Barely four weeks after the inauguration of a new crop of executives within the All Progressives Congress (APC), discernible fissures have begun to surface, raising concerns about internal cohesion and adherence to the party’s constitutional framework.
At the heart of the unfolding disquiet is a deviation from a directive by Bola Ahmed Tinubu, which proposed the inclusion of all deputy national officers as members of the National Working Committee (NWC), reports Daily Independent.
Stakeholders argue that this directive, intended to broaden participation and strengthen internal inclusivity, has been selectively implemented, thereby igniting discontent across multiple strata of the party.
Insiders suggest that the issue is neither recent nor incidental, but rather a lingering structural grievance.
A former deputy officer who served under both Abdullahi Adamu and Abdullahi Umar Ganduje, speaking under anonymity, described the situation as a persistent injustice.
According to the source, entrenched interests within the party hierarchy allegedly orchestrated resistance against dissenting voices, culminating in the systematic exclusion of certain individuals, particularly those who had been vocal in challenging the prevailing arrangement from returning to office.
The source further maintained that since the Constitution was amended and some deputies have already been incorporated into the NWC, equity demands that the same treatment be extended to the remaining deputies.
As earlier indicated, under the provisions of the 2022 Amended Constitution, several deputy national officers, including the Deputy National Financial Secretary, Deputy National Organising Secretary, Deputy National Women Leader, Deputy National Publicity Secretary, Deputy National Welfare Secretary, Deputy National Auditor, Deputy National Treasurer, Deputy National Legal Adviser, and Deputy National Youth Leader, are widely interpreted by some stakeholders as integral to the operational breadth of the NWC.
Although the 2022 Amended Constitution of the party provides for a broad spectrum of national officers, the practical application of these provisions has come under scrutiny.
In what critics describe as calculated and opaque maneuvers, only a select group of deputy national officers have been effectively integrated into the party’s operational framework, while others remain conspicuously excluded.
Notably, representatives from Akwa Ibom, Kwara, Ekiti, Cross River, and Zamfara States are said to have been sidelined, effectively diminishing their institutional relevance within the party’s apex administrative organ.
This selective inclusion, which appears to have provoked discontent among governors of the affected states as well as the high-ranking members of the National Assembly, raises a fundamental question: what rationale underpins the partial application of constitutional provisions? Why were certain deputies, such as the Deputy National Financial Secretary, Deputy National Organising Secretary, Deputy National Women Leader, and Deputy National Publicity Secretary, integrated into the NWC framework, while others were excluded without transparent justification?
Beyond the immediate governance implications, party observers warn of more profound consequences. The sidelining of these representatives now carries a far more critical dimension: the effective exclusion of five states, their governors, and five potential NWC deputy officers from participating in the forthcoming party primaries and presidential convention. Such a development risks disenfranchising entire state blocs at a decisive moment in the party’s electoral cycle.

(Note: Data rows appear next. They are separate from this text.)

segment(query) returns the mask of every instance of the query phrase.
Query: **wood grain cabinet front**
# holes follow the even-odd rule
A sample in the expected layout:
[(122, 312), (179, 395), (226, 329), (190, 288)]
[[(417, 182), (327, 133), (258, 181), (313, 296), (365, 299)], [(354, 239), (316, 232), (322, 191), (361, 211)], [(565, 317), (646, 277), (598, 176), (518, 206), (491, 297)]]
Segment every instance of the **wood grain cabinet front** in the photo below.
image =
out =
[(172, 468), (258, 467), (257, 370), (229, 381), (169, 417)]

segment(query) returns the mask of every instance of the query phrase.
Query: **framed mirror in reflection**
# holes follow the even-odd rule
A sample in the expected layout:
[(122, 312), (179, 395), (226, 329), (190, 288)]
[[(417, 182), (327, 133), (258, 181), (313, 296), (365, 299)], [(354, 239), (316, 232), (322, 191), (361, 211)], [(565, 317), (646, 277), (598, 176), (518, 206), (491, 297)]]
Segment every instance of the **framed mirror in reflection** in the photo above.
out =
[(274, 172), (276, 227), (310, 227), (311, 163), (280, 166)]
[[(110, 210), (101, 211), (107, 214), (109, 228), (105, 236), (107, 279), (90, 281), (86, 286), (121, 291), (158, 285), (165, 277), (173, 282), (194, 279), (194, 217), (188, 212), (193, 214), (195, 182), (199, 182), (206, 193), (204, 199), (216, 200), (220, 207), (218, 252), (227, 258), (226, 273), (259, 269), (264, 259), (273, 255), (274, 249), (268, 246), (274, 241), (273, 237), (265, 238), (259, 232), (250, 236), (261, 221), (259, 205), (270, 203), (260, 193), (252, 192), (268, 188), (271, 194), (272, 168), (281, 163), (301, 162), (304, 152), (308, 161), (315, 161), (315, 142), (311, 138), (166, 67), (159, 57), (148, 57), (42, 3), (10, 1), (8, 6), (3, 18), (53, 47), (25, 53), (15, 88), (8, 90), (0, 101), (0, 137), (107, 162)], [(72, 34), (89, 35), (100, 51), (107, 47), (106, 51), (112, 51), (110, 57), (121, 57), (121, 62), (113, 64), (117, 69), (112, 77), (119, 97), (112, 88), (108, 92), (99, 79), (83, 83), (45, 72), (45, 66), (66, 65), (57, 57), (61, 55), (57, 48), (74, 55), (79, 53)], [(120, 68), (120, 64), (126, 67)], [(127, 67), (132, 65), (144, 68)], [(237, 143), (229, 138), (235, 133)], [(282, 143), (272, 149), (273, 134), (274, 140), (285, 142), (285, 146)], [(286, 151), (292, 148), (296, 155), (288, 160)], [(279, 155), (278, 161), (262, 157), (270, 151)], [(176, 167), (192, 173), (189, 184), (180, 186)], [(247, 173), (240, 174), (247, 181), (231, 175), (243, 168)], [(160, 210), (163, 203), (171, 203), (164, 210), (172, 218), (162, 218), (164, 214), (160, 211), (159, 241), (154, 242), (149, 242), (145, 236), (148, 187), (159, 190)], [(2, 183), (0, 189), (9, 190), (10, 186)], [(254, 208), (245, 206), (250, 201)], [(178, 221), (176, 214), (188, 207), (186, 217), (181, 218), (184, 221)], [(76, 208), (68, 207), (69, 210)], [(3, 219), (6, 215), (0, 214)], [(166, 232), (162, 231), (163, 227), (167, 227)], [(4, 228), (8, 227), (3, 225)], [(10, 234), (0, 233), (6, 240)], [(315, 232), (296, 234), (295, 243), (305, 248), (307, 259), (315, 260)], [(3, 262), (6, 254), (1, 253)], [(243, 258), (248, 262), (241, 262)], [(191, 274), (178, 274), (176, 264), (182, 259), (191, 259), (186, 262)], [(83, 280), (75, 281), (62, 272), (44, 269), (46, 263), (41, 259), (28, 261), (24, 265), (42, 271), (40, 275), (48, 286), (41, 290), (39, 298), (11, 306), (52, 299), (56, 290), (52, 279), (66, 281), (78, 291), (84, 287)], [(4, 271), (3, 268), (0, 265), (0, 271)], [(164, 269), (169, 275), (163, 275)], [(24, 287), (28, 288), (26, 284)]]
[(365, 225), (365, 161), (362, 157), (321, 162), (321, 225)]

The implications are strategic and far-reaching. Participation in primaries and national conventions is central to candidate emergence, alliance-building, and political legitimacy.
The absence of these five states from the process could weaken grassroots mobilisation, disrupt political coordination, and create gaps in the party’s national electoral architecture ahead of the 2027 presidential election.
More critically, analysts argue that the internal discord, fueled by factional struggles within the APC Secretariat and broader party structure, poses a latent threat to the re-election prospects of President Tinubu. In a political environment where cohesion and coordinated mobilisation are indispensable, sustained infighting may erode the party’s competitive advantage.
As controversy festers, the APC faces a pivotal institutional test: whether it can reconcile internal contradictions, uphold constitutional integrity, and ensure equitable participation across all states, or allow procedural ambiguities and factional interests to further destabilise its ranks at a crucial political juncture.